Step 7: Check Cross-File Terminology

Search for key terms across all organon files:

Use the Grep tool to search for key terms across all project files:

code

Grep pattern="workflow" path="." glob="*.md"
Grep pattern="skill" path="." glob="*.md"

Flag inconsistencies:

•"Skill" used as generic term (should be "workflow")
•Same concept with different names in different files
•Outdated terminology from previous methodology versions

Known terminology rules (from MEMORY.md):

•"Workflow" = generic term for agent binding layer (Layer 2)
•"Skill" = specific instance (Claude Code skills, Cursor rules)
•Never use "skill" as the generic term — always "workflow"

Step 8: Check Anti-Patterns

Compare content against anti-pattern tables:

•book-llms/ETHOS.md anti-patterns (~17 entries) — organon authoring mistakes
•book-llms/patterns.md anti-patterns (~17 entries) — broader project anti-patterns

For each anti-pattern, check: does the reviewed content exhibit this pattern?

Common anti-patterns found in reviews:

•Phantom Enforcement: invariant claims enforcement but mechanism doesn't exist
•Aspiration as Invariant: "should be" language in invariant (should be "must be")
•Context Overload: workflow loads too many files
•Missing Error Recovery: workflow has no failure/recovery table

Step 9: Generate Review Report

Structure findings by severity:

code

## Quality Review Report — [scope]

### Errors (must fix)
- [file:line] — [finding] — [fix]

### Warnings (should fix)
- [file:line] — [finding] — [fix]

### Suggestions (consider)
- [file:line] — [finding] — [suggestion]

### Summary
- Files reviewed: N
- Errors: N
- Warnings: N
- Suggestions: N

Step 10: Track Improvements

If fixes are made during the review:

bash

cd packages/tools && npx organon verify
cd packages/tools && npx organon health

Confirm no regressions.
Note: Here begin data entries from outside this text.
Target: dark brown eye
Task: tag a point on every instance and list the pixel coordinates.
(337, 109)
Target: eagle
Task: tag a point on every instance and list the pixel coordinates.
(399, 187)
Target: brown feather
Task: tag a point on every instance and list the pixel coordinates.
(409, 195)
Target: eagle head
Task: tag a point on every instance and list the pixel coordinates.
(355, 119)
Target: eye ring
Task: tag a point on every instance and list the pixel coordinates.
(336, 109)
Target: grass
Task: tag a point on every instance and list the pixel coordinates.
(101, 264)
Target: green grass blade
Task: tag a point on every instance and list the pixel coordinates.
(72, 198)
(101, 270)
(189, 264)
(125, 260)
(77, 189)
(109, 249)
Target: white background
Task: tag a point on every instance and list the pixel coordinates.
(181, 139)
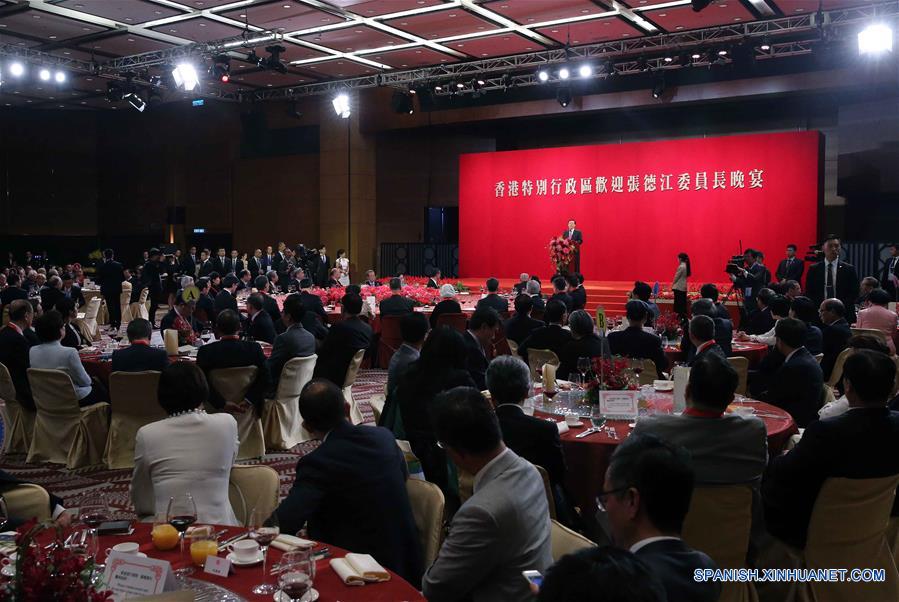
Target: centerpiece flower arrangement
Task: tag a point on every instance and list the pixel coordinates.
(52, 573)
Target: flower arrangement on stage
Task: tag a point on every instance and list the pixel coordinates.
(53, 573)
(562, 252)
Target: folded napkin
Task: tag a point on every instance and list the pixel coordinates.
(285, 542)
(359, 569)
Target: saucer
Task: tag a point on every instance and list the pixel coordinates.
(234, 560)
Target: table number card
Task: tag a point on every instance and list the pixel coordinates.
(129, 575)
(618, 404)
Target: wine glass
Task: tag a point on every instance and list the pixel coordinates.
(263, 530)
(181, 514)
(297, 573)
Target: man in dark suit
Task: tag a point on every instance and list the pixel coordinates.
(521, 324)
(834, 334)
(833, 278)
(139, 356)
(396, 304)
(646, 495)
(862, 443)
(14, 349)
(552, 336)
(797, 386)
(111, 275)
(230, 352)
(344, 339)
(353, 463)
(492, 299)
(634, 342)
(259, 324)
(791, 267)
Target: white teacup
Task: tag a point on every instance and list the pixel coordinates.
(244, 550)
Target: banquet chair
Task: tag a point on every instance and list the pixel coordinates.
(232, 384)
(848, 528)
(132, 403)
(741, 365)
(18, 421)
(428, 506)
(281, 420)
(27, 501)
(729, 508)
(565, 541)
(538, 357)
(252, 487)
(65, 433)
(351, 372)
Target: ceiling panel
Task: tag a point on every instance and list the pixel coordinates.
(442, 24)
(596, 30)
(124, 11)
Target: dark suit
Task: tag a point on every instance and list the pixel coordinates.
(860, 444)
(234, 353)
(790, 270)
(344, 340)
(138, 358)
(356, 463)
(396, 305)
(14, 355)
(673, 562)
(834, 338)
(846, 289)
(634, 342)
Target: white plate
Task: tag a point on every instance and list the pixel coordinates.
(237, 562)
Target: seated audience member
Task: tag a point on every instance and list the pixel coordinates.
(139, 356)
(504, 527)
(585, 343)
(14, 350)
(441, 366)
(803, 308)
(51, 355)
(552, 336)
(701, 333)
(295, 341)
(344, 339)
(482, 329)
(353, 463)
(521, 324)
(414, 329)
(396, 304)
(634, 342)
(447, 304)
(862, 443)
(230, 352)
(492, 299)
(797, 386)
(191, 451)
(646, 497)
(835, 333)
(878, 316)
(603, 574)
(259, 325)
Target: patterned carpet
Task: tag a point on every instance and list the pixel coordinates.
(73, 485)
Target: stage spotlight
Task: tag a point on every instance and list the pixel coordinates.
(341, 104)
(874, 39)
(185, 76)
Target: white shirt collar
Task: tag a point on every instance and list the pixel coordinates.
(645, 542)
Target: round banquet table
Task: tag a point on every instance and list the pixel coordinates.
(587, 458)
(243, 579)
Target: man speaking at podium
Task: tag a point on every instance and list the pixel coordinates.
(574, 235)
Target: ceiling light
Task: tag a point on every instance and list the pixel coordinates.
(876, 38)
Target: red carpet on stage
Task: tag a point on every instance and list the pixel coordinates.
(640, 204)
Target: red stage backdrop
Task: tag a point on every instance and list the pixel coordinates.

Health score should be equal to or higher.

Verification

• All automated gates pass (prerequisite for semantic review)
• Every invariant passes the "testable?" filter
• Principle ordering is defensible (1 genuinely beats 2 in conflicts)
• Identity statements are specific and distinguishing
• Heuristics cover actual recurring decisions
• No anti-pattern matches found
• Terminology is consistent across all files reviewed
• Review report generated with findings by severity

Error Recovery

Failure	Recovery Action
Invariant is untestable	Rewrite to be more specific. If it can't be made testable, move it to principles (aspirational, not invariant).
Principles not truly prioritized	Reorder with explicit trade-off reasoning. Document conflicts between adjacent principles.
Identity too generic	Add specifics: technology names, scope boundaries, unique characteristics that distinguish this from similar things.
Anti-pattern found in content	Apply the fix from the anti-pattern table. If the fix is unclear, read the full anti-pattern description in the source file.
Terminology inconsistent	Choose the canonical term (check MEMORY.md for established conventions). Grep-and-replace across all affected files.
Too many findings to fix	Prioritize errors over warnings over suggestions. Fix errors first, then create TODOs for the rest.
Review scope too large	Narrow to a single directory or file. Project-wide reviews should be broken into multiple focused sessions.